While the manual does away with long runs, it still includes lots of running.
PRT does not “allow them to run every day, especially long, sustained runs. That’s why we don’t run to distance. We run to time,” Palkoska said.
One running drill involves sprinting for 30 seconds and walking for 60 seconds. It might sound easy, but it gets harder with every repetition.
“We expect rep 10 to be the same intensity as rep one,” Palkoska said. “It’s the intensity factor that we have to look at. You have to train harder, which therefore limits the amount of time you can train.”
Planning for injuries
Fitness officials did not have injury-rate statistics, but they stressed that “the aspect of running to time has helped us lower the injury rate,” he said.
But, Palkoska said, the Army is “always going to have injuries.”
That’s why the new manual includes a chapter on injury rehabilitation, which focuses on bringing recovering soldiers’ fitness up to the level it was prior to the injury before having them rejoin the PT formation.
In most cases, “once the profile is expired they go back to doing what the unit is doing,” Palkoska said. Unfortunately, at that point, if they are not working at the same level as the rest of the unit, they are very prone to re-injuring themselves. “You don’t treat million-dollar athletes like that, and we need to focus the same way on soldiers as we do on athletes.”
Differ by unit type
The workout routines differ depending on unit type.
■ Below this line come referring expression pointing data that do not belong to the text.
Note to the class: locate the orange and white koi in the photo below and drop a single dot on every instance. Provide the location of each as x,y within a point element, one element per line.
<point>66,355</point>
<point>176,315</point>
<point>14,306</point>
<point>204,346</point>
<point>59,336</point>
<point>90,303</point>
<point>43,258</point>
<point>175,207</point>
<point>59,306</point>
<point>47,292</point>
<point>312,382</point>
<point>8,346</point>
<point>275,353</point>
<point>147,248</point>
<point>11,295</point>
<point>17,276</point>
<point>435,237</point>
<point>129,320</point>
Units in the Army Force Generation Model will follow workouts designed for each of the three cycles — reset, train/ready and available.
“For operational units, when they are in reset they have de-trained aerobically and anaerobically and there is a loss of strength, so we … progressively ramp them back up,” Palkoska said.
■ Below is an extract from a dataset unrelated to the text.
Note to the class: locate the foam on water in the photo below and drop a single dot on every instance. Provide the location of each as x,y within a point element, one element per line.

Some routines require soldiers to exercise in their Army Combat Uniforms and combat kit. The exercises are designed to build the strength and flexibility soldiers need for the jobs they do, such as sprinting 50 yards in full battle gear and jump a low wall, or to endure the twisting and balance involved in manning a gun turret.
“As they get into the train/ready phase, we get into more complex drills, exercises and activities. … Toward the end of that phase and the beginning of the available phase, they are actually conducting physical readiness training … with body armor, ACUs, boots and individual weapon.,” he said.
“We are advocating that you have to train as you fight,” Palkoska said, “so some of this training will be done in battle rattle.”